Julio comenzó recordando que aquel “era un proceso de reivindicaciones de la clase trabajadora, allá por el año ’65 la economía del país venía muy mal, fueron gobiernos que nunca estuvieron al servicio de la clase popular, sino al servicio de los capitales. Se empezó a dar proceso de masas, tanto en lo sindical como en lo estudiantil, recuerdo esas grandes manifestaciones de los estudiantes, trabajadores y jubilados por querer ganar un poquito mejor, las devaluaciones eran tremendas.

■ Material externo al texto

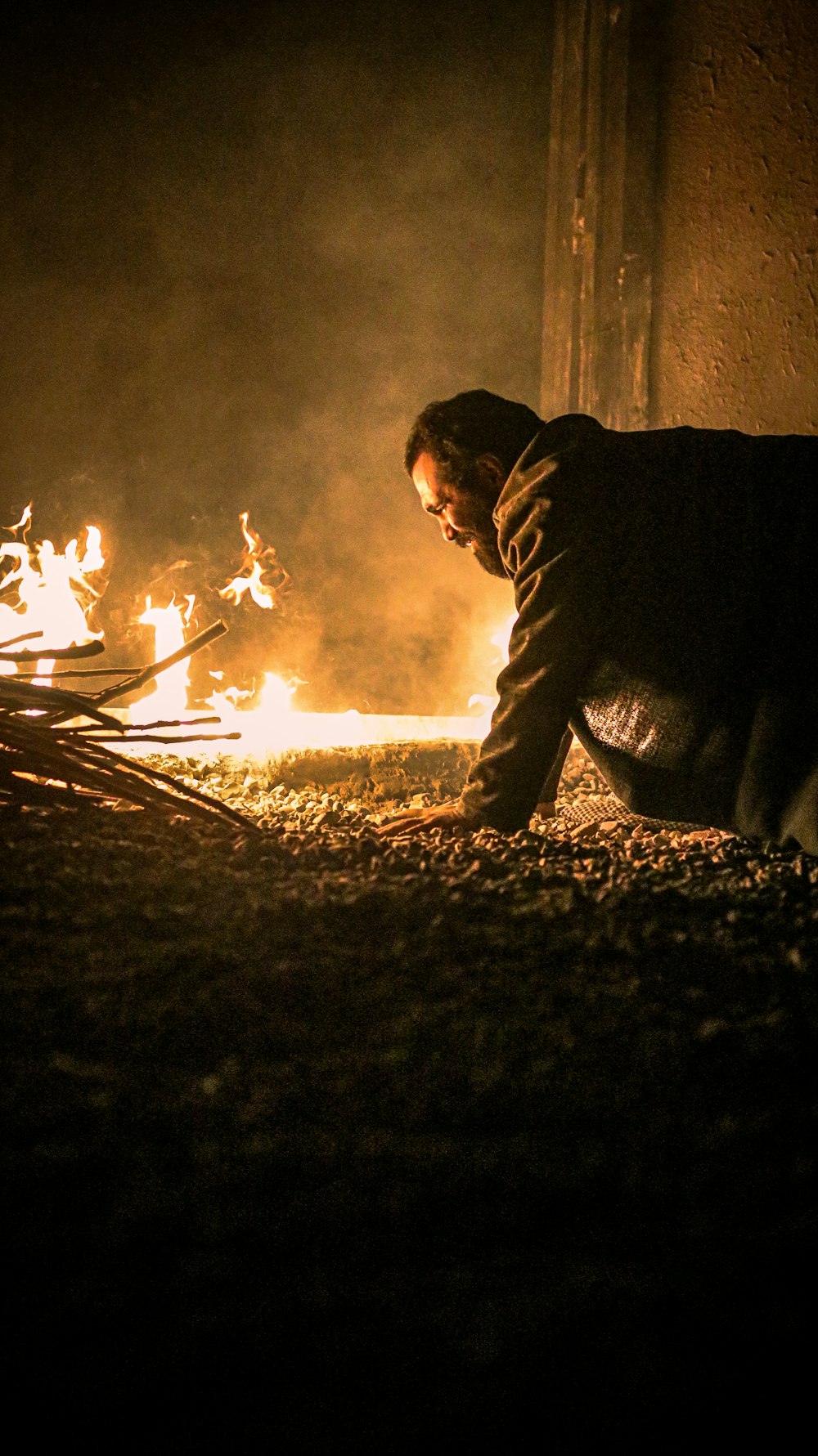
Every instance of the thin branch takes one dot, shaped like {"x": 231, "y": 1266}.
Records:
{"x": 149, "y": 673}
{"x": 92, "y": 648}
{"x": 100, "y": 736}
{"x": 83, "y": 671}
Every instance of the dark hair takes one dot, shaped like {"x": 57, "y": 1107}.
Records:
{"x": 456, "y": 432}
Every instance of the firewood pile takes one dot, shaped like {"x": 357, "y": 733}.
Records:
{"x": 54, "y": 740}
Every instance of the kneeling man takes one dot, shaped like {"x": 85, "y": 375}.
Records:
{"x": 667, "y": 606}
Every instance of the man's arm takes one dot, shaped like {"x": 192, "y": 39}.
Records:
{"x": 550, "y": 544}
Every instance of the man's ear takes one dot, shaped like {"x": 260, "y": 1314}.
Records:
{"x": 495, "y": 471}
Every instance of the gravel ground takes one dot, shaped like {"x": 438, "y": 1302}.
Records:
{"x": 314, "y": 1137}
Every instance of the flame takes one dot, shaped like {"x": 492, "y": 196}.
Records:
{"x": 501, "y": 639}
{"x": 53, "y": 591}
{"x": 257, "y": 562}
{"x": 169, "y": 691}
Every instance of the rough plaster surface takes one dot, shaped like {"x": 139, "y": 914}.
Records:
{"x": 735, "y": 337}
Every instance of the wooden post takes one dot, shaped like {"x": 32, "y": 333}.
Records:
{"x": 601, "y": 210}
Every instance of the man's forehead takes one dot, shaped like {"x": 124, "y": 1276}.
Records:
{"x": 426, "y": 482}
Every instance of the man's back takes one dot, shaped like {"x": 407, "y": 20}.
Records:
{"x": 674, "y": 572}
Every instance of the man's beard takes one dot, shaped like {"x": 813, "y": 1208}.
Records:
{"x": 482, "y": 536}
{"x": 486, "y": 552}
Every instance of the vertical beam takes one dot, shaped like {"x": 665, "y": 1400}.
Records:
{"x": 601, "y": 201}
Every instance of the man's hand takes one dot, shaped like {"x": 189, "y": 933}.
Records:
{"x": 415, "y": 820}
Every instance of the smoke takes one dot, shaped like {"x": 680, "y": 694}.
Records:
{"x": 247, "y": 245}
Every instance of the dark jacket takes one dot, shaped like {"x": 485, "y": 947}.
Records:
{"x": 665, "y": 585}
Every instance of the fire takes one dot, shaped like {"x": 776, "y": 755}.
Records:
{"x": 258, "y": 561}
{"x": 169, "y": 692}
{"x": 52, "y": 593}
{"x": 48, "y": 593}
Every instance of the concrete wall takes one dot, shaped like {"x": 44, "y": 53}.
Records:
{"x": 734, "y": 335}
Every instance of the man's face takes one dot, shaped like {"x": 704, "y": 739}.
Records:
{"x": 464, "y": 514}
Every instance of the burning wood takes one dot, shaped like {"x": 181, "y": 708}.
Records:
{"x": 46, "y": 759}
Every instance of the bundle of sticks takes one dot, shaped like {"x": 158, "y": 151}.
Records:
{"x": 54, "y": 738}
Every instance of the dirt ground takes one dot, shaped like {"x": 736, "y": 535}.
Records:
{"x": 318, "y": 1139}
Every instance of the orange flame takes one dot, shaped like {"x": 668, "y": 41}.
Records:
{"x": 258, "y": 561}
{"x": 48, "y": 591}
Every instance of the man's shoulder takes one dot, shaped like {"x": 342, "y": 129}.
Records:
{"x": 560, "y": 432}
{"x": 538, "y": 471}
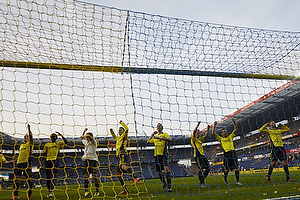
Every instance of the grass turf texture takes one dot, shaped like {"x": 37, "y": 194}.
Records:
{"x": 255, "y": 186}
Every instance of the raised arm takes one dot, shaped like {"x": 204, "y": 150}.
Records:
{"x": 29, "y": 132}
{"x": 207, "y": 132}
{"x": 235, "y": 126}
{"x": 196, "y": 128}
{"x": 284, "y": 128}
{"x": 62, "y": 137}
{"x": 113, "y": 133}
{"x": 263, "y": 128}
{"x": 152, "y": 135}
{"x": 214, "y": 129}
{"x": 124, "y": 126}
{"x": 82, "y": 136}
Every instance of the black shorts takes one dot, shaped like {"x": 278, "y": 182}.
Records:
{"x": 24, "y": 169}
{"x": 51, "y": 168}
{"x": 90, "y": 166}
{"x": 230, "y": 160}
{"x": 160, "y": 162}
{"x": 202, "y": 161}
{"x": 278, "y": 153}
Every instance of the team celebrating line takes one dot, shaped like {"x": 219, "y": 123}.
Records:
{"x": 160, "y": 140}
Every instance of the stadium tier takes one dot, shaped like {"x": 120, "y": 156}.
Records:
{"x": 105, "y": 103}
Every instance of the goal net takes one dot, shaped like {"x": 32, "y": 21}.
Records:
{"x": 71, "y": 65}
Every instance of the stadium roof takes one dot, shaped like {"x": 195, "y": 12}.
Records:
{"x": 280, "y": 104}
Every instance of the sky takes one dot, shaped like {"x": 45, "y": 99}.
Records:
{"x": 263, "y": 14}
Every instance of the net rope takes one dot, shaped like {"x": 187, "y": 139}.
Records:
{"x": 71, "y": 65}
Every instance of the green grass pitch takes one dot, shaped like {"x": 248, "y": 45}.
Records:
{"x": 255, "y": 186}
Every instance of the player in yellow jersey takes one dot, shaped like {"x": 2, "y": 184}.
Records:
{"x": 121, "y": 152}
{"x": 277, "y": 147}
{"x": 3, "y": 159}
{"x": 160, "y": 140}
{"x": 24, "y": 164}
{"x": 51, "y": 150}
{"x": 230, "y": 161}
{"x": 201, "y": 160}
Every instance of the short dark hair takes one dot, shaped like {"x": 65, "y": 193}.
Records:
{"x": 89, "y": 133}
{"x": 53, "y": 137}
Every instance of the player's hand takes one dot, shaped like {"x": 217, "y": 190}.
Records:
{"x": 58, "y": 133}
{"x": 155, "y": 132}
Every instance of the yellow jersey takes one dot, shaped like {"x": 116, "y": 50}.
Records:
{"x": 25, "y": 152}
{"x": 197, "y": 145}
{"x": 275, "y": 134}
{"x": 122, "y": 140}
{"x": 160, "y": 145}
{"x": 2, "y": 158}
{"x": 227, "y": 142}
{"x": 52, "y": 149}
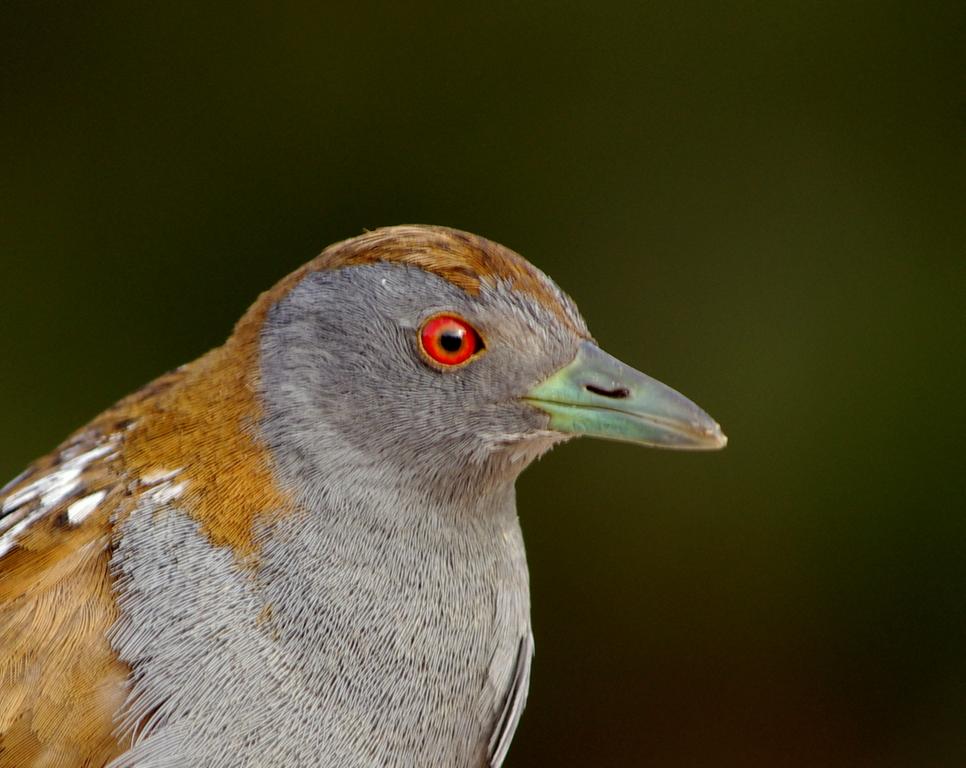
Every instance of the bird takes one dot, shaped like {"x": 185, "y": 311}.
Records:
{"x": 303, "y": 548}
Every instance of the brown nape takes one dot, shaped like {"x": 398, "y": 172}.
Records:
{"x": 463, "y": 259}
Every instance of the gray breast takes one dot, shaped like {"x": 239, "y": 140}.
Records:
{"x": 367, "y": 636}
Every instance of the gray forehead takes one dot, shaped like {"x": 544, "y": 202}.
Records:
{"x": 410, "y": 294}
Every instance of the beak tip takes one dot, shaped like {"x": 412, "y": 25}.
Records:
{"x": 716, "y": 438}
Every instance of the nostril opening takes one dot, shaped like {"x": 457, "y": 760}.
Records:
{"x": 619, "y": 393}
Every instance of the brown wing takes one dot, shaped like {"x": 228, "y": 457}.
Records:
{"x": 60, "y": 681}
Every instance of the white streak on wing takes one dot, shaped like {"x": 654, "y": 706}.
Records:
{"x": 51, "y": 489}
{"x": 49, "y": 486}
{"x": 157, "y": 476}
{"x": 79, "y": 510}
{"x": 63, "y": 484}
{"x": 9, "y": 538}
{"x": 162, "y": 494}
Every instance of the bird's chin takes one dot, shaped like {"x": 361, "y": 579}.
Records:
{"x": 520, "y": 449}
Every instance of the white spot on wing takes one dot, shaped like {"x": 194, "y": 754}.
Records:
{"x": 80, "y": 510}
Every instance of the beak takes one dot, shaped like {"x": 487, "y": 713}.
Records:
{"x": 599, "y": 396}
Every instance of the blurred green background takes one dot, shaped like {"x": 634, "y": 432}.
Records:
{"x": 761, "y": 204}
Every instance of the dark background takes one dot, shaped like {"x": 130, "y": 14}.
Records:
{"x": 761, "y": 204}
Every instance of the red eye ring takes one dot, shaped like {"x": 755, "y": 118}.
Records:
{"x": 449, "y": 341}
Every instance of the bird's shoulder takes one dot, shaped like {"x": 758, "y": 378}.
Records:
{"x": 187, "y": 440}
{"x": 60, "y": 681}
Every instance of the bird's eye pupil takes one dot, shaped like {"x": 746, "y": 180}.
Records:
{"x": 451, "y": 341}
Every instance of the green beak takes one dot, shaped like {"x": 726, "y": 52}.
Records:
{"x": 600, "y": 396}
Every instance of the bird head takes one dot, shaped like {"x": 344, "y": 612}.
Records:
{"x": 433, "y": 353}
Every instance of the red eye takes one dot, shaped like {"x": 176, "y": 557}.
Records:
{"x": 449, "y": 340}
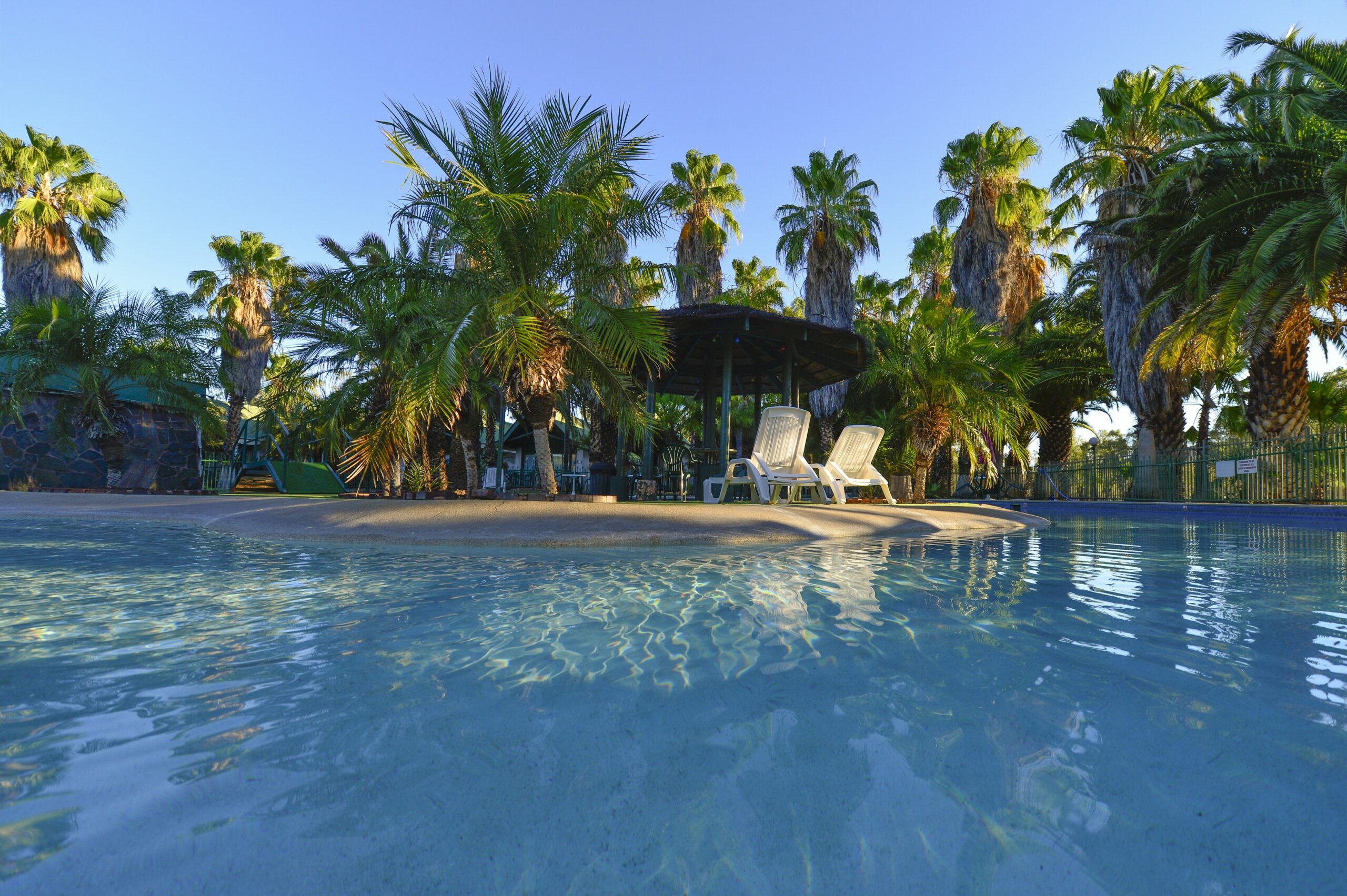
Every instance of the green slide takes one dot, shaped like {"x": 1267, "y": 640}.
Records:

Me acuerdo que en el año ’68 antes que viniera la congelación de los salarios en el Gobierno de Pacheco, veníamos negociando en los Consejos de Salarios cada seis meses, era tan tremenda la devaluación que empezamos a negociar el salario cada tres meses y algo insólito que pasó es que por primera vez íbamos a los consejos salariales trimestrales y nos correspondía 48% de aumento, los obreros papeleros estábamos terceros en la escala nacional y resulta que en mayo debíamos firmar y lo estiraron a junio y nos llaman a la firma para la negociación, el 27 de junio, parece que estaba todo orquestado, nos llaman de tarde a negociar y van dos compañeros, presidente y secretario del sindicato para firmar el convenio y a la 0.00 horas del 28, Pacheco decreta la congelación de precios y salarios y perdemos 48%. Algo que nunca más pudimos recuperar, aquello de estar terceros en la escala nacional de salarios.

De ahí en adelante cada vez se hacía más difícil, tratábamos de negociar, en PAMER siempre tuvimos una patronal difícil, desde que comenzó la fábrica empezó con problemas, la prueba está en que la fábrica arrancó a producir papel en el ’38 y ya en el ’41 hubo una huelga bastante importante y la otra grande fue en el ’57 en junio, de ahí surge que celebramos todos los 10 de junio el Día del Papelero en recordación de aquel compañero Uriel Correa de los cinematográficos que estaba en la puerta de un cine y le pegan un balazo en una manifestación por el conflicto grande que teníamos”.

 

“Cuidarnos para que el sindicato no fuera clausurado”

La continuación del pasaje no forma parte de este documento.